The world leaves us all behind. And that’s terrifying.

And yet, I watch Emily grow up and I see the person she’s becoming. Her interests, her opinions, her thoughts and feelings. I laugh when I hear Japanese phrases come out of her: sempai, kawaii, etc. She’s not an anime fan per se as I was, but fans like me paved the way for a lot of today’s youth culture. She’s an amazing human being and I’m constantly stunned at how much like me she is. How did that happen?

In politics, we’re probably overdue for a sea change. Something radical. Something different. Most of us agree things have been broken for a long time and doing nothing or fixing things incrementally isn’t really working. This election’s going to be big. It may be a miracle. It may be a disaster, but it will not be boring.

And in the church, you know maybe it’s not such a bad thing we’re in for such an institutional change. We’re not really supposed to be about buildings and social clubs anyway. We’re about the Gospel and that happens out there.

Change brings with it excitement. Yeah, things aren’t the same as they once were. Life would be dull if they were. I’m not sure I could handle Emily as a perpetual toddler (or a perpetual preteen for that matter.) Our political system is designed with a changing of the guard in mind. And our church was never meant to be stagnant but ever in motion.

Fear and excitement. They often go hand in hand. And the story of the Transfiguration reflects that. The disciples practically wet themselves when God starts talking to them and it’s hard to blame them. But, think about it, God is TALKING to them. They’re having an audience with the Divine. How awesome is that?
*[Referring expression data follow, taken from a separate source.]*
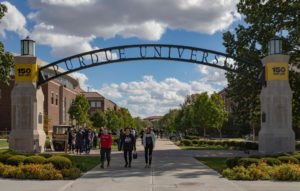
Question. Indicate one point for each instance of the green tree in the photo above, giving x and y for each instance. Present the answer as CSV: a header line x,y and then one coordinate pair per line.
x,y
167,122
263,20
79,110
218,115
99,119
6,59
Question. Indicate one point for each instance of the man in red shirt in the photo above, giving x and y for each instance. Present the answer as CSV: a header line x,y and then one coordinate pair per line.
x,y
105,147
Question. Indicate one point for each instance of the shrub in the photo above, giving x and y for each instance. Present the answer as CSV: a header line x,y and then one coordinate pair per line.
x,y
253,172
46,155
288,159
4,157
271,161
16,159
71,173
35,160
41,172
247,161
232,162
32,171
60,162
186,142
289,172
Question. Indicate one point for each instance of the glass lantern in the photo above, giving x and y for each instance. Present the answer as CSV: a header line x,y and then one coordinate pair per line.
x,y
275,46
27,47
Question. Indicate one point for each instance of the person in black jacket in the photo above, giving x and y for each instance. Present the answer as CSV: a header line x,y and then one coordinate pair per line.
x,y
128,145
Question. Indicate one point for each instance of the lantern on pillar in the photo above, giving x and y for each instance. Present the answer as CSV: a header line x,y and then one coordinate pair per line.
x,y
27,47
275,46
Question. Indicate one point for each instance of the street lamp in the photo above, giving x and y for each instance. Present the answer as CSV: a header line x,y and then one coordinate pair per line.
x,y
27,47
275,46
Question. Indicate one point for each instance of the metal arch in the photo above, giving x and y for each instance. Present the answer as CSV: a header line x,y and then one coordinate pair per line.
x,y
143,52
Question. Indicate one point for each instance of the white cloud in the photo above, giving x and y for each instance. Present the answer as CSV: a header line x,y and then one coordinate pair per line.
x,y
214,75
131,18
149,96
62,44
67,2
13,21
152,97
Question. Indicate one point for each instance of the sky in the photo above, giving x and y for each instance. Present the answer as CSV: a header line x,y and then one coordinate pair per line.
x,y
63,28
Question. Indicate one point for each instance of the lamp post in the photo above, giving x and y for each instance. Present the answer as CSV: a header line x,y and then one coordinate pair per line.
x,y
27,47
275,46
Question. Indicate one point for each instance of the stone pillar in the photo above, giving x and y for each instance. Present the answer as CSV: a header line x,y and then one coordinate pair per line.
x,y
27,133
276,134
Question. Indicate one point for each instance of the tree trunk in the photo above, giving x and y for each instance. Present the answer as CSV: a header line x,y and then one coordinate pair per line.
x,y
220,133
253,131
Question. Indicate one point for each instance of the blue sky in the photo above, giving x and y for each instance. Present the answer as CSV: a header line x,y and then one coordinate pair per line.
x,y
65,27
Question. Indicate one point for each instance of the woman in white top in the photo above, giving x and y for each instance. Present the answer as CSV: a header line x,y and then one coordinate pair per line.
x,y
149,144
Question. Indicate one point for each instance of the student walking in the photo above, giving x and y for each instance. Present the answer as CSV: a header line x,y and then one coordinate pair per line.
x,y
128,145
105,147
149,143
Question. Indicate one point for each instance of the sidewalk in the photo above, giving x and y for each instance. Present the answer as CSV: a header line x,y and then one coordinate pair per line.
x,y
172,170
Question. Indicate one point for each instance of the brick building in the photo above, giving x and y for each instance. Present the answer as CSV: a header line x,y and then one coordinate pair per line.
x,y
99,103
58,97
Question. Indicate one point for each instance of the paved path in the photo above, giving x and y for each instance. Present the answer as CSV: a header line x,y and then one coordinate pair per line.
x,y
172,170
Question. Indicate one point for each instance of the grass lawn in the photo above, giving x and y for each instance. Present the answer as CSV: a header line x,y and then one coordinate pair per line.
x,y
218,164
3,143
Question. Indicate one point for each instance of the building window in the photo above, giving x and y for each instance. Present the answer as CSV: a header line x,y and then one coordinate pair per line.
x,y
56,99
93,104
52,98
98,104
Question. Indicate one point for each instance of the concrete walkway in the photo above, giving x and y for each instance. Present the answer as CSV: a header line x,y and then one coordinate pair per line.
x,y
172,170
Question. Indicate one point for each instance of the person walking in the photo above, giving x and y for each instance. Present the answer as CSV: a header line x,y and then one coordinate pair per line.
x,y
105,147
128,145
149,143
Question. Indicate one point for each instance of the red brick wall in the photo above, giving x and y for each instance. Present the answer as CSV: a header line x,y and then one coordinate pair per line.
x,y
5,106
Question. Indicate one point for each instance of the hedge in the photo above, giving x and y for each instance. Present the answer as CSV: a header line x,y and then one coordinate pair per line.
x,y
35,160
60,162
241,145
245,162
288,159
271,161
16,160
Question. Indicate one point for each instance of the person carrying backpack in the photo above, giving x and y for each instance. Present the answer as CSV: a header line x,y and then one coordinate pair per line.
x,y
105,147
128,145
149,143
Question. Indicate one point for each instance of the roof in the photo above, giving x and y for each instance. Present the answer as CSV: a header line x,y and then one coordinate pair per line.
x,y
92,95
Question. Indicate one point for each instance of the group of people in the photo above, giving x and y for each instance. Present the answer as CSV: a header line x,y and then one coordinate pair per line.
x,y
127,143
81,140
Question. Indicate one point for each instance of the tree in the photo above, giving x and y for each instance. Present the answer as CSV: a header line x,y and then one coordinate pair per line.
x,y
6,59
79,110
99,119
217,112
263,20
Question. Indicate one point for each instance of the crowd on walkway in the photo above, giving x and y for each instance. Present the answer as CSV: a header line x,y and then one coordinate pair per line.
x,y
127,143
81,140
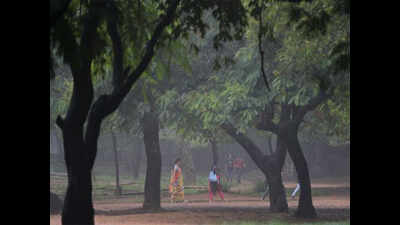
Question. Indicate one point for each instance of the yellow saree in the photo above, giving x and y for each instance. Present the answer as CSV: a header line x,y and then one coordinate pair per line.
x,y
176,191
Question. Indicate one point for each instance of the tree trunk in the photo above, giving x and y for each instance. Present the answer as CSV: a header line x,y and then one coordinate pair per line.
x,y
78,206
277,196
187,164
270,165
138,155
305,208
118,187
153,156
55,203
214,151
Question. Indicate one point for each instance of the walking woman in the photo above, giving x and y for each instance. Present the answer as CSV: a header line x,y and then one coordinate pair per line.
x,y
176,183
214,184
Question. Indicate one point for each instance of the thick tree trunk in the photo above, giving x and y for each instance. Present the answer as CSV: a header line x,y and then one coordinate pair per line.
x,y
55,203
116,162
277,197
153,155
138,155
305,208
78,206
270,165
188,170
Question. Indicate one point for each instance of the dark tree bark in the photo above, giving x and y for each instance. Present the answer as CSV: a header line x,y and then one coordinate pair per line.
x,y
80,149
153,156
214,150
116,162
55,203
270,165
138,155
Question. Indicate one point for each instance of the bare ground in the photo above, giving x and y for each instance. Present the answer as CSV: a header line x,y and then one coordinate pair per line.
x,y
198,211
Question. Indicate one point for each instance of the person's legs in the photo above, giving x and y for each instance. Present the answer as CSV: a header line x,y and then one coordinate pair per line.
x,y
210,196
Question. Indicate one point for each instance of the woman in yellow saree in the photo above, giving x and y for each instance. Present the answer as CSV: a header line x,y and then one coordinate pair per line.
x,y
176,183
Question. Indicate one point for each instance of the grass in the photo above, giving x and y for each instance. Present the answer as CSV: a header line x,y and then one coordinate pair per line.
x,y
286,223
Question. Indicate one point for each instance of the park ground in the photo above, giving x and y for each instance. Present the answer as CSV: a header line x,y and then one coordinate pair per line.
x,y
243,206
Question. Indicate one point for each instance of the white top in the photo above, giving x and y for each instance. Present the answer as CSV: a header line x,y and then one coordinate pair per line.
x,y
212,177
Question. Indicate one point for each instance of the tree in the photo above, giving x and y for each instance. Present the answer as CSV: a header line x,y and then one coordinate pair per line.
x,y
81,146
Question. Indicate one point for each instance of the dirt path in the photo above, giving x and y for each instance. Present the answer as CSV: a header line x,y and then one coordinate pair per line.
x,y
196,212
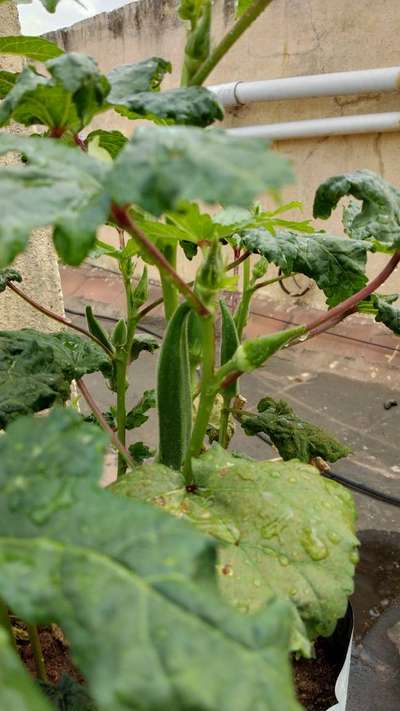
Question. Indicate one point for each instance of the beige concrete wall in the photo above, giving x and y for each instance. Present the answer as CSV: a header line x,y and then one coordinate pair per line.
x,y
292,37
38,264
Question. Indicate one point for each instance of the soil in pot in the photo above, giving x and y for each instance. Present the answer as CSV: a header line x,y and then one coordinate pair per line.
x,y
315,679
So awesome that they try to do what we humans always do: they try to freeze time. Peter’s efforts to memorialize that moment, to enshrine this event, are rather transparent. But he can’t stop the clock from turning any more than we can. Life keeps going, even when we don’t want it to. The future is coming, regardless of whether it brings fear, excitement, or both.

And yet when the moment passes, Jesus remains. Perhaps that is the best lesson we can take from this day. Much changes in our lives, but Jesus remains. Our nation undergoes its upheavals, political, economic, social, you name it, and yet Jesus remains. The institutional church dies, giving birth to whatever it will become for the next generations, and yet Jesus remains. Our families, our very lives, transform from day to day, and yet Jesus remains.

Life, death, and all that goes with it, and yet Jesus remains. It’s been the one constant in our ever changing world. God is still there. God is still at work. No matter what happens to us, for good or ill, he remains steadfast. It’s not always easy to live through chaotic or anxious times like these, but faith calls us to hold fast to what matters. Not buildings or institutions or nations or political parties or ideologies or anything else that shifts and changes with the tides. We hold fast to that which lasts forever: God and his promises. As song I once liked said, “I may not know what the future holds, but I know who holds the future.” Amen.